Güllük Körfezi Milas sınırları içinde yer alan denizi ve havası ile tertemiz bir turizm merkezimiz - di!.. Ne yazık ki; limanı sayesinde bu özelliğini yitirdi. Güllük kasabası sakinlerinden Yücel Alpan, şöyle yakınıyor:
"Çevre illerden gelen feldispat madeni bu limandan gemilere yükleniyor. Stok sahalarıyla liman arasında her gün yüzlerce kamyon trafiği yaşanıyor. Toz, toprak, gürültü ve kamyon terörüyle cennet yer yaşanmaz hale geldi. Madenin tozu kabasanın üzerine iniyor. Astım, bronşit hastalıklarında artış var. Denizde kirlendi. Açıkta bekleyen gemilerin atıkları, pislikler sahili öldürdü. Bir ara limanın kasaba içinden kalkması gündeme geldi. Hepimiz umutlandık. Ama sonradan vazgeçildi. Bölge milletvekillerimize, bakanlara, başbakanlara durumu ilettik. Ancak değişen bir şey olmadı."

Ağaç mı, bal mı?

Datça Yarımadası doğal ve kültürel varlıklarından dolayı özel yasayla (Bozburun Yasası) koruma altında. Ancak, son dönemde ormanlık arazide garip şeyler oluyor. Çok miktarda ağaç kuruyor, elden gidiyor...
Aktur Sitesi sakinlerinden Mürşide Batıbayı ile Hasan Küçük nedenini araştırmışlar. Tespitleri ilginç:
"Kuruma ağaçlar üzerindeki pamuklarda yuvalanmış parazitlerden kaynaklanıyordu.
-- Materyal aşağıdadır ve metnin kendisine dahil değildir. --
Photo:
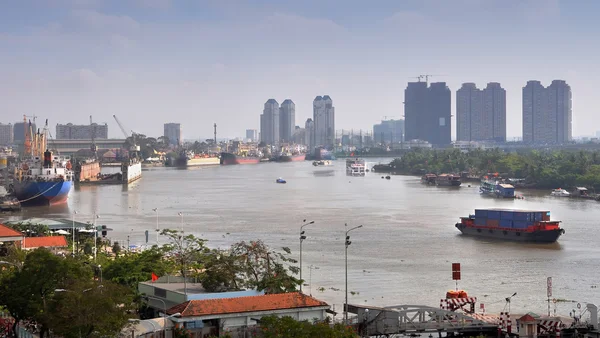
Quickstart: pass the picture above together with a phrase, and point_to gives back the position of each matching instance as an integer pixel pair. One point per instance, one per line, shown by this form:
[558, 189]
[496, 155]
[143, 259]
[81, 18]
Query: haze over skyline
[218, 61]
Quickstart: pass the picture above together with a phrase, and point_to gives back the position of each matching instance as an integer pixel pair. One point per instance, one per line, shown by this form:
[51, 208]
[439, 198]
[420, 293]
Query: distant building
[252, 135]
[481, 114]
[173, 133]
[19, 131]
[324, 122]
[389, 131]
[547, 113]
[287, 121]
[269, 123]
[71, 131]
[427, 112]
[7, 136]
[309, 135]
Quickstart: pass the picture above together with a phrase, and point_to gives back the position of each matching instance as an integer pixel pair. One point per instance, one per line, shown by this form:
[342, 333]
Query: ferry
[512, 225]
[355, 167]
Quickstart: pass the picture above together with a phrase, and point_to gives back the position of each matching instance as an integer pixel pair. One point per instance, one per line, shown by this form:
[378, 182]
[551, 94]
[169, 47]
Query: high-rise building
[389, 131]
[173, 133]
[269, 123]
[252, 135]
[324, 122]
[309, 134]
[287, 121]
[19, 131]
[547, 113]
[6, 134]
[481, 114]
[71, 131]
[427, 112]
Durumu Datça Orman Bölge Şefliği'ne ilettik. Bize 'bu pamuklanmalardan arıların bal ürettiğini, özellikle yaygınlaştırıldığını, ilaçlamanın arılarını öldürebileceğini' söylediler."
Açıklamadan tatmin olmayan site sakinleri şimdi TEMA'dan yanıt bekliyor. Ve haklı olarak soruyor:
"Yetkili bir merci bize doğru bilgiyi lütfen iletsin. Bal üretiminin ekonomiye katkısı var, ya kuruyan ve kuruyacak çam ağaçları?.."

'Yaraları sardık'

Deprem sonrasında bölgedeki üniversitelere tercihlerin düşük olması bekleniyordu. Dolayısıyla puanlar da inecekti. Ancak beklenen olmadı. Sakarya Üniversitesi'ni tercih eden öğrencilerin yüzde 30.4'ünün deprem bölgesinden olduğu ortaya çıktı. Yeni gelenlerle birlikte öğrenci sayı 21 bin olmuş...
Rektör, Prof. Dr. İsmail Çallı, facia öncesinde yurt olanağının çok kısıtlı olduğunu anımsatarak 'Kredi ve Yurtlar Kurumu'na ait yaklaşık 600 kişilik yurt vardı' diyor. Bugün ise ekim ayı sonunda hizmete gireceklerle birlikte yurt kapasitesi 8 bine çıkacak. Rektör, şöyle devam ediyor:
"Devletin gönderdiği ödenek ve yardımlarla üniversiteye yeni binalar kazandırıldı. Tahrip olan laboratuvar malzemelerinin hemen hepsini yeniledik. 350 daimi konutu bitirerek depremden zarar gören personelimizin hizmetine sunduk."